El papa Francisco, en su exhortación apostólica Amoris Laetitia, dedica un espacio privilegiado a la espiritualidad conyugal y familiar. En el párrafo 317, subraya que «la presencia del Señor habita en la familia real y concreta, con todas sus sufrimientos, luchas, alegrías e intentos cotidianos. Cuando se vive en familia, allí es difícil fingir o mentir, vivimos en una realidad sin máscaras». Pero inmediatamente advierte que sin la oración compartida, esa presencia se debilita. La oración familiar —y especialmente la oración de los esposos— es el oxígeno que mantiene vivo el amor: «La familia que reza unida permanece unida», recuerda el Santo Padre citando una conocida expresión.
Sin esa oración diaria o frecuente, el matrimonio entra en una peligrosa sequía espiritual. Al principio parece que todo va bien: el trabajo, los hijos, las obligaciones llenan el tiempo. Pero poco a poco se instala la rutina: las conversaciones se reducen a lo práctico, desaparecen los gestos de ternura, y el «nosotros» sacramental se diluye en un mero convivir funcional. Los pequeños roces no resueltos se convierten en resentimientos que envenenan el corazón. Lo que era un hogar de amor se transforma en un campo de batalla silenciosa o, peor aún, en una fría indiferencia.

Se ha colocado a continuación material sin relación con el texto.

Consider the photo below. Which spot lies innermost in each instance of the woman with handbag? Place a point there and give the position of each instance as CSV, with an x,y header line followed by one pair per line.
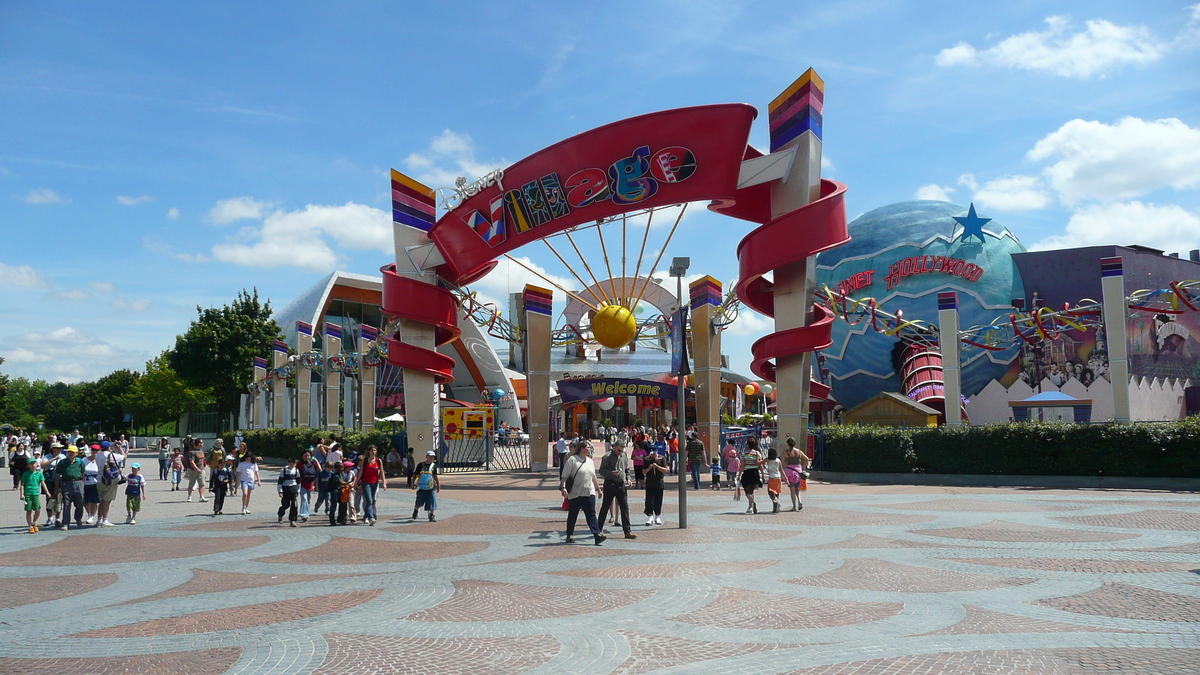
x,y
581,487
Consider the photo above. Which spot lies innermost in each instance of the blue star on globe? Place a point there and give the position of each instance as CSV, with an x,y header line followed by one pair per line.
x,y
972,225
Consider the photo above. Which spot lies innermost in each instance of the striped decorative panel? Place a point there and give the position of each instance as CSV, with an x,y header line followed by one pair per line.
x,y
539,300
412,203
797,109
705,291
1111,267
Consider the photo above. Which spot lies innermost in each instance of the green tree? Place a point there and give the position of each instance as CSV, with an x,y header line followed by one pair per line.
x,y
161,395
217,351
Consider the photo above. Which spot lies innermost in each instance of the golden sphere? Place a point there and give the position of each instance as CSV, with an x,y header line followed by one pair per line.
x,y
615,327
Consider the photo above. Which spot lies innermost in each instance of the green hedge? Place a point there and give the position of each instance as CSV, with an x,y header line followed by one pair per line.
x,y
293,442
1162,451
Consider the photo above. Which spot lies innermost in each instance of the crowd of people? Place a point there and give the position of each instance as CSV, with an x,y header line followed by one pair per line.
x,y
78,479
654,455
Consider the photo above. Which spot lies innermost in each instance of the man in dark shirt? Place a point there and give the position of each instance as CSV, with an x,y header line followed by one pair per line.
x,y
617,478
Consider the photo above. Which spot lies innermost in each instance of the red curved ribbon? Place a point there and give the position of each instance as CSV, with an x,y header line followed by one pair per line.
x,y
425,303
781,242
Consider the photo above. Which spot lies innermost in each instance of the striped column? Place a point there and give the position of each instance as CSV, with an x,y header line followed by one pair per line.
x,y
1114,306
538,311
706,354
796,120
952,369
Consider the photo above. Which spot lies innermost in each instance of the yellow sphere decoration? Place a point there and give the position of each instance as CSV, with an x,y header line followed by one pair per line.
x,y
615,327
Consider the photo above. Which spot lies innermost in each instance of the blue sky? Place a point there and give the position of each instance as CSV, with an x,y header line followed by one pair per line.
x,y
159,156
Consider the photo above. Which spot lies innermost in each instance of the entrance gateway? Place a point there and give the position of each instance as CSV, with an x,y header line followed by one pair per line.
x,y
699,154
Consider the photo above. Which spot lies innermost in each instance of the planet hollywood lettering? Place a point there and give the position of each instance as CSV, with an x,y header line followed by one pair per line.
x,y
628,180
910,267
927,264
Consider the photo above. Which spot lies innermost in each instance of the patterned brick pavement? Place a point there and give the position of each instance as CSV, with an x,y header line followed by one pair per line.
x,y
883,579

El Catecismo de la Iglesia Católica lo expresa con claridad: la familia cristiana es «Iglesia doméstica» (CEC 1655-1658), y la oración es su aliento vital. San Juan Pablo II, en Familiaris Consortio (n. 59), insistía en que «la familia cristiana está llamada a ser una comunidad de oración» y que los esposos deben rezar juntos, pues «la oración conyugal tiene a Cristo como tercer interlocutor».
Muchas parejas que han atravesado crisis profundas testimonian lo mismo: cuando dejaron de rezar juntos —un Padrenuestro antes de dormir, un rosario semanal, la Misa dominical en familia, la bendición de la mesa—, el matrimonio empezó a tambalearse. En cambio, aquellas que hicieron de la oración un hábito innegociable descubrieron que Dios saneaba heridas, multiplicaba la paciencia y renovaba el amor incluso en los momentos más duros.
No se trata de oraciones largas o complicadas. Basta con un momento al día: tomarse de las manos al despertar o al acostarse, dar gracias por lo vivido, pedir perdón por las faltas, encomendar al otro y a los hijos. Como dice el papa Francisco en Amoris Laetitia (n. 318): «La oración en nombre de la familia es un camino de crecimiento: permite descubrir que la relación con Dios hace más sólidas y profundas las relaciones familiares».
Queridos esposos: no esperen a la tormenta para empezar a edificar sobre roca. Hoy mismo recuperen —o inicien— la oración en pareja. Si el matrimonio se siente seco, rutinario o herido, inviten a Cristo al centro. Él no falla. Él es la Roca que sostiene la casa cuando llegan las lluvias, los ríos y los vientos.
Porque un matrimonio sin oración es, en efecto, una casa sobre arena. Pero un matrimonio que reza unido permanece unido… y resiste cualquier tormenta. Que la Sagrada Familia de Nazaret, que vivió la oración sencilla y cotidiana, interceda por todos los hogares cristianos. Amén.